MAP Multi-AI Peer Review Control Study: Final Report

Although the MAP Peer Review control study utilized a small control group (n = 4), the findings can still be considered internally valid under certain conditions. Internal validity refers to whether the study accurately measures the intended outcomes without interference from confounding variables (Shadish, Cook, & Campbell, 2002). Because all papers were evaluated using the same standardized rubric, weighting system, and multi-AI consensus, the study design minimized internal threats to validity.

However, external validity, or the ability to generalize findings to a broader population, is naturally limited in small-sample studies (Creswell & Creswell, 2018). A sample of four papers provides pilot-level evidence.

Key Factors Supporting Validity:

Consistency of Results – The control study produced narrow score variance (SD = 2.86%) and a score range of only 6.15%, which supports reliability despite the small sample size.

Controlled Conditions – Standardized criteria, uniform weighting, and AI model consensus enhance internal validity, even with a limited sample (Shadish et al., 2002).

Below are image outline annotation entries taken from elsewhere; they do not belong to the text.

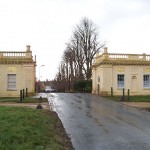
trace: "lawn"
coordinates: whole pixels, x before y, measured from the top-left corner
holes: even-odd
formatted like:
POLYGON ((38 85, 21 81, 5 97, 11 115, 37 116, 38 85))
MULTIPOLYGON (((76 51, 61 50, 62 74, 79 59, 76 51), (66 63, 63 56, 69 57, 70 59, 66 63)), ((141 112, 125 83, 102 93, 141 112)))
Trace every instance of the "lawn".
MULTIPOLYGON (((121 96, 105 96, 105 98, 108 98, 110 100, 114 101, 120 101, 121 96)), ((146 96, 125 96, 125 101, 127 102, 150 102, 150 95, 146 96)))
POLYGON ((71 150, 57 114, 49 110, 0 107, 1 150, 71 150))
MULTIPOLYGON (((17 103, 36 103, 39 102, 39 98, 26 97, 20 101, 19 97, 0 97, 0 102, 17 102, 17 103)), ((47 102, 47 98, 42 98, 42 102, 47 102)))

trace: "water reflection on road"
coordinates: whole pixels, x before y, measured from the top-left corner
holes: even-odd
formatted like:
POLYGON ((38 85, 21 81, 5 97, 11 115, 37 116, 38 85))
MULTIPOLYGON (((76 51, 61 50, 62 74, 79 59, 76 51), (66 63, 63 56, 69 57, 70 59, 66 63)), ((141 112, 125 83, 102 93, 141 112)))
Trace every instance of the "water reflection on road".
POLYGON ((49 93, 76 150, 149 150, 150 113, 81 93, 49 93))

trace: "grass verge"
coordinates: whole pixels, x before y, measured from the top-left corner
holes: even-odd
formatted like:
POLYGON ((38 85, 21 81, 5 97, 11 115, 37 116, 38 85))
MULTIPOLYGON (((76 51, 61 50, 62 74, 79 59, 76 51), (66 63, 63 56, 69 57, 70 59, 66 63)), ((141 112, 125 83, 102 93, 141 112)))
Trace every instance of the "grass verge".
POLYGON ((20 107, 0 107, 1 150, 72 150, 55 112, 20 107))
MULTIPOLYGON (((0 102, 36 103, 39 102, 39 98, 26 97, 20 102, 19 97, 0 97, 0 102)), ((42 102, 47 102, 47 98, 42 98, 42 102)))

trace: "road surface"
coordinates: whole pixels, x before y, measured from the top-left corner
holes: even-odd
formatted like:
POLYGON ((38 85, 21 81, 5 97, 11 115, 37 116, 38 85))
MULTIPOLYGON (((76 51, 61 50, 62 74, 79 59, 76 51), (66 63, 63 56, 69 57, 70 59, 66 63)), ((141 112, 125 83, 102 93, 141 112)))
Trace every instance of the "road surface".
POLYGON ((150 150, 150 112, 97 95, 48 93, 75 150, 150 150))

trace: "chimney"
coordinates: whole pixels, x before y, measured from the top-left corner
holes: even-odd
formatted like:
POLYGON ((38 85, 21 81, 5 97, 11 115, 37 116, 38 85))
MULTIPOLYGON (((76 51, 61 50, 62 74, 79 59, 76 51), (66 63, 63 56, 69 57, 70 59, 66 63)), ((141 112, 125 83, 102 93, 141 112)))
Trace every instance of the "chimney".
POLYGON ((30 46, 30 45, 26 45, 26 47, 27 47, 27 50, 26 50, 26 51, 27 51, 27 52, 30 52, 30 47, 31 47, 31 46, 30 46))
POLYGON ((104 53, 107 54, 108 51, 107 51, 107 47, 104 47, 104 53))

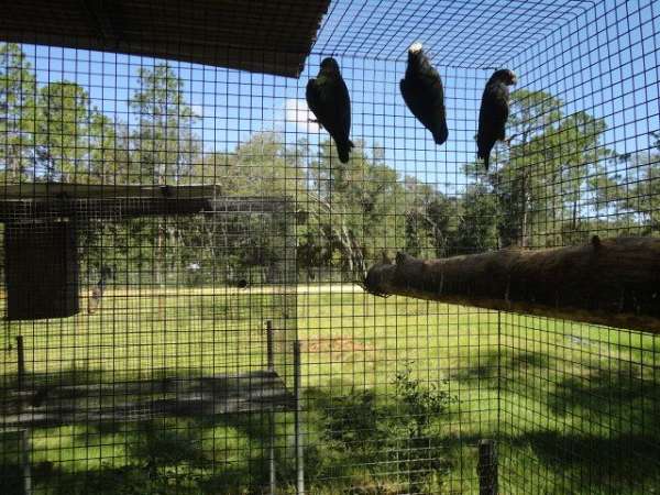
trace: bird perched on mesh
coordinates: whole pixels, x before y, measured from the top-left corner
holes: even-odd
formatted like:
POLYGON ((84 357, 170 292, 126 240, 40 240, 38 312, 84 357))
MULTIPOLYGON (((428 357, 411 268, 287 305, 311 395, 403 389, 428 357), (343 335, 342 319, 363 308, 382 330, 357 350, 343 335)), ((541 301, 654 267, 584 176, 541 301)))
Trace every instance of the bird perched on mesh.
POLYGON ((351 98, 349 89, 341 77, 339 64, 332 57, 321 62, 316 79, 307 82, 307 106, 334 140, 339 160, 349 161, 353 143, 349 139, 351 132, 351 98))
POLYGON ((504 141, 504 127, 509 113, 508 87, 516 84, 516 75, 508 69, 496 70, 486 82, 479 111, 476 156, 484 161, 486 170, 491 151, 497 141, 504 141))
POLYGON ((399 87, 404 101, 417 120, 431 131, 436 144, 444 143, 449 131, 442 79, 424 53, 421 43, 414 43, 408 48, 406 77, 399 87))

Pilot Study Role – Small studies are appropriate for testing methods or frameworks before scaling to larger samples, as they allow researchers to identify strengths and refine processes (Gall, Gall, & Borg, 2014).

Conclusion on Sample Size

The small control group in this study produced valid internal results, confirming that the MAP Peer Review method functions reliably under controlled conditions. As pointed out by Creswell & Creswell (2018), external generalization will require a larger sample size and replication across more disciplines to strengthen confidence in its universal applicability.

Introduction

This final report presents the findings of a Multi-AI Peer Review (MAP) control study conducted on four academic papers across multiple disciplines:

Veterinary socio-economics
Agronomy/Nutritional science
Educational psychology
Philosophical/Theological research

The purpose of this control study was to evaluate the consistency, reliability, and validity of the MAP Peer Review method in providing objective, actionable academic evaluations across diverse disciplines. The study also measured whether papers met the requirements for the AI Accuracy Seal, which signifies 100% factual accuracy and ≥90% AI Accuracy Across 6 Criteria.

Universities

Stanford University (USA) – Globally elite and top-ranked across multiple disciplines.
University of Michigan (USA) – A globally elite public research university with historic strength in philosophy and research.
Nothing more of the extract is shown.